Twist it, pull it, flick it... Bop it was like the first time I touched myself.
Someone said we're out of ice. You collapsed on the spot and started sobbing, saying 'but where will all the polar bears live". That drunk.
when the police officer said he was gonna take a picture of the car accident, you asked if you should pose on the hood
I DONT WANT TO PLUS I THINK I FLUSHED MY KEYS DOWN THE TOILET WHILE I WAS PEEING
Is waterboarding an exceptable way of getting sober?
That's cause you yelled across the parking lot you wanted to eat her out
I found him in his pink and white boxer out side the dorm hall and the only thing he said was "it wouldn't let me in"
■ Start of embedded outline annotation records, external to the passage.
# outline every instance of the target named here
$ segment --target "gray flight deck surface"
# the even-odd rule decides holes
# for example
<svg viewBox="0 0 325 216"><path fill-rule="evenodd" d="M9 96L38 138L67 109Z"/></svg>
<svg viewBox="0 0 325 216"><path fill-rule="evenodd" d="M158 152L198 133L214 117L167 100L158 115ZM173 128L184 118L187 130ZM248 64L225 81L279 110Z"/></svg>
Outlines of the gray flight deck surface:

All my money is going towards making my vagina hairless
Worth it.
I'm going to be an 8 year old girl down there foreverrrr #fountainofyouth
There is nothing worse than the batteries of your vibrator dying on valentines day
we turned the lights off and all you could see were my glow in the dark stars and his penis
Please just help me figure out where the bruise on my face came from.
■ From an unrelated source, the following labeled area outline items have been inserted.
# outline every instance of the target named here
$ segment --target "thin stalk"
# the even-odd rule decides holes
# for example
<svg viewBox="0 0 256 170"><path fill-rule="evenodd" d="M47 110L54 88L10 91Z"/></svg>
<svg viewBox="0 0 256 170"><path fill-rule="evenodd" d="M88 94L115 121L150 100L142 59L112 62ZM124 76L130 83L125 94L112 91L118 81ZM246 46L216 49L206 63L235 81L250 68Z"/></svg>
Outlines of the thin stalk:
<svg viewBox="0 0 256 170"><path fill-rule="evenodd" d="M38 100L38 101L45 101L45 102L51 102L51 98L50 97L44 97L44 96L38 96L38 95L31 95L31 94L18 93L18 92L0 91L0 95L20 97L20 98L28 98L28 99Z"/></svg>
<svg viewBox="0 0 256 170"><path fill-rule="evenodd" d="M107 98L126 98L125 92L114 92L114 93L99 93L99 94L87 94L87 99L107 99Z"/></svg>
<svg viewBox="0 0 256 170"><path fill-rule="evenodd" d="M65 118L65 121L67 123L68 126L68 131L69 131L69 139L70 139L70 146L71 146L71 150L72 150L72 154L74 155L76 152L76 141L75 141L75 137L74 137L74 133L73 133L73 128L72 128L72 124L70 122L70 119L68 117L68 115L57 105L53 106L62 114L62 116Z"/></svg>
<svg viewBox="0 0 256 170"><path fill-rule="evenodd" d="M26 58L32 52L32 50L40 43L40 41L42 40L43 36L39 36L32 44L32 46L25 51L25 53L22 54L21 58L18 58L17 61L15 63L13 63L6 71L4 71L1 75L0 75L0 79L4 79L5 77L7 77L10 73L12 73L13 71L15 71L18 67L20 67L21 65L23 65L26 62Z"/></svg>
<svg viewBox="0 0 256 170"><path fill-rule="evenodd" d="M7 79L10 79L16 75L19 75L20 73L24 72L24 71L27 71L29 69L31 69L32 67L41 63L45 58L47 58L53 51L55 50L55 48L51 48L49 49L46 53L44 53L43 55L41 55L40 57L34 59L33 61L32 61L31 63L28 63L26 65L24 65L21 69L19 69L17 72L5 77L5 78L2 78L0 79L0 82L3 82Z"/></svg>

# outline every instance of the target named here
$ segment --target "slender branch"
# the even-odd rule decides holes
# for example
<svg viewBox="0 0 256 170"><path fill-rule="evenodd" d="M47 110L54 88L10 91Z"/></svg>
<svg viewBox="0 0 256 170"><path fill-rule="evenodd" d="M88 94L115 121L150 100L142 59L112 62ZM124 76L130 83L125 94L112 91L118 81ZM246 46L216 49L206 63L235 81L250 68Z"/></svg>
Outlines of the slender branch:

Went to open youtube this morning, and the last search was "ten hours of whale sounds" Best pillow talk ever!
So if my boyfriend and I hooked up with the same girl it’s not like I cheated. It’s communal.
I wish I had a tail.
Why?
...why not?
So, I woke up under a table with an alarm clock on my face, my hair in a bag of popcorn, and my phone charger wrapped around me.. what happened?